By July 2020, most airlines, regional transit systems and some airports had Wrong action on their own to mandate masks to try to curb the spread of COVID-19. But the report stated that CDC had heard from the transit manufacturing that it wanted the federal government to issue a mandate.
Cetron, who heads the CDC's division of global migration and quarantine, said the agency was told by Trump administration officials that a mask requirement on mass transportation "would not happen," according to the portray. Cetron also told the panel that masking requirements "could have made a necessary contribution" to saving U.S. lives from COVID-19 in 2020.
The portray quoted Cetron as saying Alex Azar and Robert Redfield, who at the time headed the U.S. Department of Health and Humanoid Services and the CDC respectively, both had expressed aid for the proposed order.
With more than a million deaths, the United States leads the world in reported COVID-19 fatalities. Democrats have accused Trump of overseeing a disjointed response to the pandemic. Trump himself was hospitalized with COVID-19 later in 2020.
Days when President Joe Biden took office in January 2021, the CDC delivered a sweeping order requiring face masks on nearly all does of public transportation.
Cetron, who remains at the CDC, and an agency spokesperson declined to comment on Monday.
Reuters reported in July 2020 that the Trump dispensation had held extensive talks about whether the CDC should assure an order requiring transportation masking. The Trump White House instead announced that it opposed any attempts by Congress to require masks in transit. Trump was seeking re-election at the time. Many U.S. conservatives opposed government mandates requiring masks during the pandemic.
Representative James Clyburn, who chairs the House committee, said the report shows that Trump's dispensation "engaged in an unprecedented campaign of political interference in the federal government's pandemic response, which undermined public health to benefit the former president's political goals."
The Biden administration's transportation mask mandates were challenged in risk. A Florida-based federal judge in April declared the shapely unlawful and lifted it. The administration has appealed the ruling. A U.S. appeals court has tentatively set arguments in the case for January.

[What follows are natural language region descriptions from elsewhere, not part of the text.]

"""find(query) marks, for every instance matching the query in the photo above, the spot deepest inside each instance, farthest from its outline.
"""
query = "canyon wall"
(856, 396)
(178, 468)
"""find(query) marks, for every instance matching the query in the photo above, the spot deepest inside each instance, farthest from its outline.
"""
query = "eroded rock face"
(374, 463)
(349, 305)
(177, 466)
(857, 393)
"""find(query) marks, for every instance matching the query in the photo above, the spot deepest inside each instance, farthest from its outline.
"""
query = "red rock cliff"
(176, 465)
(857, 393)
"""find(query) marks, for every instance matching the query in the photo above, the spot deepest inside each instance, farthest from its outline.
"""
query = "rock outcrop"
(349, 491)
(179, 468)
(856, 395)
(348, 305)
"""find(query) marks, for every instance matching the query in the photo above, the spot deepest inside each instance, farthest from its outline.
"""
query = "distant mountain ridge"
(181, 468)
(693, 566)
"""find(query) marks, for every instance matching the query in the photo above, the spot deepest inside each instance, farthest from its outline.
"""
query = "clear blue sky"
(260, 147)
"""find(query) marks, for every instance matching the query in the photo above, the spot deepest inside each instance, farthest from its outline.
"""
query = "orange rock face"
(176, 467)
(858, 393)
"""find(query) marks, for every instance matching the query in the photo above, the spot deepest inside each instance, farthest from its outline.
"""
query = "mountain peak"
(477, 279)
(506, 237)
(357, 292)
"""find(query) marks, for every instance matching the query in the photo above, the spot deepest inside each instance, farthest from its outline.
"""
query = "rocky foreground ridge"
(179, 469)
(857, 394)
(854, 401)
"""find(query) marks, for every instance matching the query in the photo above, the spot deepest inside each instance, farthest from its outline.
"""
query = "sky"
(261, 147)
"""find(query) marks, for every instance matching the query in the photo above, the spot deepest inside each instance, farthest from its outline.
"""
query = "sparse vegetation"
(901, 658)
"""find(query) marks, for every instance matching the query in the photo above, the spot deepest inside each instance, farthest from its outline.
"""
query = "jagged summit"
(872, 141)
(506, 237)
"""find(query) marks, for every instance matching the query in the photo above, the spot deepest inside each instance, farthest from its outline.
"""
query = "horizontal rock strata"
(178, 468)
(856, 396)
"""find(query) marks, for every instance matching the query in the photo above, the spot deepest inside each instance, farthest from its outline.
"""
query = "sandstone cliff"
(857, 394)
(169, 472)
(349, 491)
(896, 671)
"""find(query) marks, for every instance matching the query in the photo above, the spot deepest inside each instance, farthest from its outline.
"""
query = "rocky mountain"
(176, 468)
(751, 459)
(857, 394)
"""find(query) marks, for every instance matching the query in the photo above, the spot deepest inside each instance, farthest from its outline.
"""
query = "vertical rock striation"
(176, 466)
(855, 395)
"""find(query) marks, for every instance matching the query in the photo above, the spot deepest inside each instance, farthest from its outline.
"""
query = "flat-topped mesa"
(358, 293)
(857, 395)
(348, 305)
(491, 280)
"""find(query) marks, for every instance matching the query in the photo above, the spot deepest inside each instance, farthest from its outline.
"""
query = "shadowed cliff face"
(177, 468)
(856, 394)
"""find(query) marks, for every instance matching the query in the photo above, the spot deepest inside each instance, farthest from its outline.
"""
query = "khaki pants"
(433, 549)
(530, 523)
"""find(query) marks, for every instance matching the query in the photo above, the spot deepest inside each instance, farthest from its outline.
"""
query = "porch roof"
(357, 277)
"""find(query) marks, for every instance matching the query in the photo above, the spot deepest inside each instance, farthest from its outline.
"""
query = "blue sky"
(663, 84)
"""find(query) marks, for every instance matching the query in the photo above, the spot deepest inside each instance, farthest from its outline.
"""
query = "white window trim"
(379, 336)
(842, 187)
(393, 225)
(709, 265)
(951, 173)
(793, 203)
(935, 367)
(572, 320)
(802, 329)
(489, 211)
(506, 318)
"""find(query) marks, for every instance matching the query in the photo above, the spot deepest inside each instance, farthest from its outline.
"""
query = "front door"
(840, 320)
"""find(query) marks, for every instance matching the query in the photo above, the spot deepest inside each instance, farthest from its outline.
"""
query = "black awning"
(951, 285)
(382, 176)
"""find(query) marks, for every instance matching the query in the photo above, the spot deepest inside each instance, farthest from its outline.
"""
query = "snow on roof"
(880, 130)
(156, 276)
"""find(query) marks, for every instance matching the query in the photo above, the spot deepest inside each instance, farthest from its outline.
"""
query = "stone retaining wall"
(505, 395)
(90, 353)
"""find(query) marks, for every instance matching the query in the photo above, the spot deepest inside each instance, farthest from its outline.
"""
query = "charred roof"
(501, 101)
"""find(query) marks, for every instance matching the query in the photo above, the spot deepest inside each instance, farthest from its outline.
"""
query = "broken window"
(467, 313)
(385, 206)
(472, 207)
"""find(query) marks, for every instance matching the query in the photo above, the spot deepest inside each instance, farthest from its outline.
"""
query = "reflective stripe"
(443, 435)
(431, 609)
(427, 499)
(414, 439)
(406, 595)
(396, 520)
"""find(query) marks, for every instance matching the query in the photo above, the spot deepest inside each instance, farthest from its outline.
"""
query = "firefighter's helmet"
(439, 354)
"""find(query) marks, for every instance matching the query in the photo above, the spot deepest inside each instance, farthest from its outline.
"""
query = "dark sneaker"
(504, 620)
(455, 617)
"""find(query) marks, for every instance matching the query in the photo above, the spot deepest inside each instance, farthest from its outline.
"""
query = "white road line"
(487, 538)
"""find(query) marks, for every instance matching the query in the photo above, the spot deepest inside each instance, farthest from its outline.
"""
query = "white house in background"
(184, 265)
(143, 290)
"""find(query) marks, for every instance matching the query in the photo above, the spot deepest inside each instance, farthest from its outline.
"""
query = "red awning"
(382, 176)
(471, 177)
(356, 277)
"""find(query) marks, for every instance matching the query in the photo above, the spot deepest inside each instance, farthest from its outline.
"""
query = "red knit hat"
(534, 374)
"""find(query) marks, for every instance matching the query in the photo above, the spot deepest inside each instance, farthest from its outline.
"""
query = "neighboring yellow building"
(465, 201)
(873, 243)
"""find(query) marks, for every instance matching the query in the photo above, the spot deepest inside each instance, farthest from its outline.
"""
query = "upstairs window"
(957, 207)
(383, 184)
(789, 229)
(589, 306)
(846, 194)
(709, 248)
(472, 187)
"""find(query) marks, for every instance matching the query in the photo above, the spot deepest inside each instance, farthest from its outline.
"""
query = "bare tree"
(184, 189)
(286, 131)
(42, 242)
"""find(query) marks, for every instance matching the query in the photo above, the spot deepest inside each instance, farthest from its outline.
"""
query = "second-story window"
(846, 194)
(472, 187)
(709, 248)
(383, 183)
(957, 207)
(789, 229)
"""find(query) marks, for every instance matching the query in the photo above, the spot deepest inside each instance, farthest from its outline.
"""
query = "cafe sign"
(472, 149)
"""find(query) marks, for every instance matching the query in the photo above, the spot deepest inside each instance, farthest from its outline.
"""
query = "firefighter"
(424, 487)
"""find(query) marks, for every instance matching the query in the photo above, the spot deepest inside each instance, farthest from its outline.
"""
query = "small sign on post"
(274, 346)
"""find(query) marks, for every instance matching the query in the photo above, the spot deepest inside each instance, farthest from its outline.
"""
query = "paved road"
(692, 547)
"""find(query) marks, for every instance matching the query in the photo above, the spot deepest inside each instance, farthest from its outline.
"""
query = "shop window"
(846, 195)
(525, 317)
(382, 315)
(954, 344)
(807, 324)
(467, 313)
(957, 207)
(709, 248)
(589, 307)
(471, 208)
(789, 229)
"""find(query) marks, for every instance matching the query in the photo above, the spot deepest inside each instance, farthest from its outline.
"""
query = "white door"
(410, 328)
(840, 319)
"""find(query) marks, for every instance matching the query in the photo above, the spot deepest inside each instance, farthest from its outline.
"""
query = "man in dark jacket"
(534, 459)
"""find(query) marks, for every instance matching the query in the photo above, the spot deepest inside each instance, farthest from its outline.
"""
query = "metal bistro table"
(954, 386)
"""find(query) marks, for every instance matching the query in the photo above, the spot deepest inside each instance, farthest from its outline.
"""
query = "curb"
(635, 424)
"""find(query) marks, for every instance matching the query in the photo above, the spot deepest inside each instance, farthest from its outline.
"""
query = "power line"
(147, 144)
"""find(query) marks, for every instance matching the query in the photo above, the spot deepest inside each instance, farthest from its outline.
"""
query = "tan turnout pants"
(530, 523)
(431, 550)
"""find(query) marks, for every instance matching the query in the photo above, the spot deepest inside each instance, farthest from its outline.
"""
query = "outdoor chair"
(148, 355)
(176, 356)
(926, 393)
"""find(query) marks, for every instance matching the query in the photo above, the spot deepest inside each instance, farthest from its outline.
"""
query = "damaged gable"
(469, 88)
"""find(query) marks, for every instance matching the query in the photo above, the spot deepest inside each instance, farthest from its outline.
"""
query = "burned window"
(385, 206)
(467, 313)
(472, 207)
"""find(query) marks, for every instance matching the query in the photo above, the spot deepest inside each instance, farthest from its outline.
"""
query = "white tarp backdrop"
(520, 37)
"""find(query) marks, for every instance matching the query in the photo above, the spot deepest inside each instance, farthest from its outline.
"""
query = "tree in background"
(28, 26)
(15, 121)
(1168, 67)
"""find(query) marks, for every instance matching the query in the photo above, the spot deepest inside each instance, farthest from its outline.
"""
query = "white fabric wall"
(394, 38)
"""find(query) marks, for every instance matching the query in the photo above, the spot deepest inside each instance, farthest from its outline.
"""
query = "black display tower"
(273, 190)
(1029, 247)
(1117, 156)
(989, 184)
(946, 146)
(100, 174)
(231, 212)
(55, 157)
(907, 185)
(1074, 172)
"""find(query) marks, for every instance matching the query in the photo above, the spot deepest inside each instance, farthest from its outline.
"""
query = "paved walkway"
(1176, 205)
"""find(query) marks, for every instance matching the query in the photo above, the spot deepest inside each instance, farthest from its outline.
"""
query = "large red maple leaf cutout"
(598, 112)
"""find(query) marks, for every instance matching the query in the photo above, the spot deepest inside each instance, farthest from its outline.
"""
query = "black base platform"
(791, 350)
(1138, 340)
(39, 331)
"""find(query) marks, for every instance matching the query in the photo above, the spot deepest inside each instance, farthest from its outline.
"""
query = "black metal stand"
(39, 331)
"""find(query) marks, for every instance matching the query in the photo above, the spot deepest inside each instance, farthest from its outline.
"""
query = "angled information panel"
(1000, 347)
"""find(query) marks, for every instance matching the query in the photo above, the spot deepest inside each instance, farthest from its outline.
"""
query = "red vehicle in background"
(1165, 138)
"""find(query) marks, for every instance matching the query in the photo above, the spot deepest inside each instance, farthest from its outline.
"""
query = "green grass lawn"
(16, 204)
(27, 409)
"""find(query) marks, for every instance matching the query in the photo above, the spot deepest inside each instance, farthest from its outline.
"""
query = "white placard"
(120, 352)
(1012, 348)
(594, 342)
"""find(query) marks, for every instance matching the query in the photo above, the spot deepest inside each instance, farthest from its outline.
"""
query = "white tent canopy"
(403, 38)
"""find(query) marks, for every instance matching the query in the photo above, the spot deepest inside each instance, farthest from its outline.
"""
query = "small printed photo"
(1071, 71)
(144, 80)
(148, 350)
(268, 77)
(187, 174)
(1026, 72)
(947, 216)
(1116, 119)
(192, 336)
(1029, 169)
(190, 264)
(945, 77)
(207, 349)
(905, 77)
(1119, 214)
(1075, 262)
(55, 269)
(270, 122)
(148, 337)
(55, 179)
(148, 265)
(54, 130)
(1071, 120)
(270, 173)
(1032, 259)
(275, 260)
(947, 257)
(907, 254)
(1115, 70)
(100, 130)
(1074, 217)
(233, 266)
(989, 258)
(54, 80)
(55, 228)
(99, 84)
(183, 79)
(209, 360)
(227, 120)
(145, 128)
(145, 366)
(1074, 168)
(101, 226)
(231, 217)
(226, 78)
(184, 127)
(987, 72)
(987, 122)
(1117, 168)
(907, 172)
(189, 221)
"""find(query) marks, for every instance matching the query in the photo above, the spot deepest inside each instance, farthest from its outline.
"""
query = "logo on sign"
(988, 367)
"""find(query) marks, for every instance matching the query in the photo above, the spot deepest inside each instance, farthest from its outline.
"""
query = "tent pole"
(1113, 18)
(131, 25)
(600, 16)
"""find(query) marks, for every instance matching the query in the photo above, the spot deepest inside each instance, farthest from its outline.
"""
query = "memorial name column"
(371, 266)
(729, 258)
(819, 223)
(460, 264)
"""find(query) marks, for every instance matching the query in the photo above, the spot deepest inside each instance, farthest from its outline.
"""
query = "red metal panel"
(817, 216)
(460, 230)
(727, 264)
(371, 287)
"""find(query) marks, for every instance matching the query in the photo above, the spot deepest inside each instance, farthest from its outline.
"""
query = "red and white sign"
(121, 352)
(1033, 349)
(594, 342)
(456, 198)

The House record also said Trump's administration rejected a CDC plan to pine a no-sail order for cruise ships through the winter of 2020-2021 and instead published a conditional order requiring the cruise industry to negated incremental steps before resuming operations.
The record cited Redfield as saying then-Vice President Mike Pence made the manager not to extend the no-sail order following lobbying from the diligence and its allies.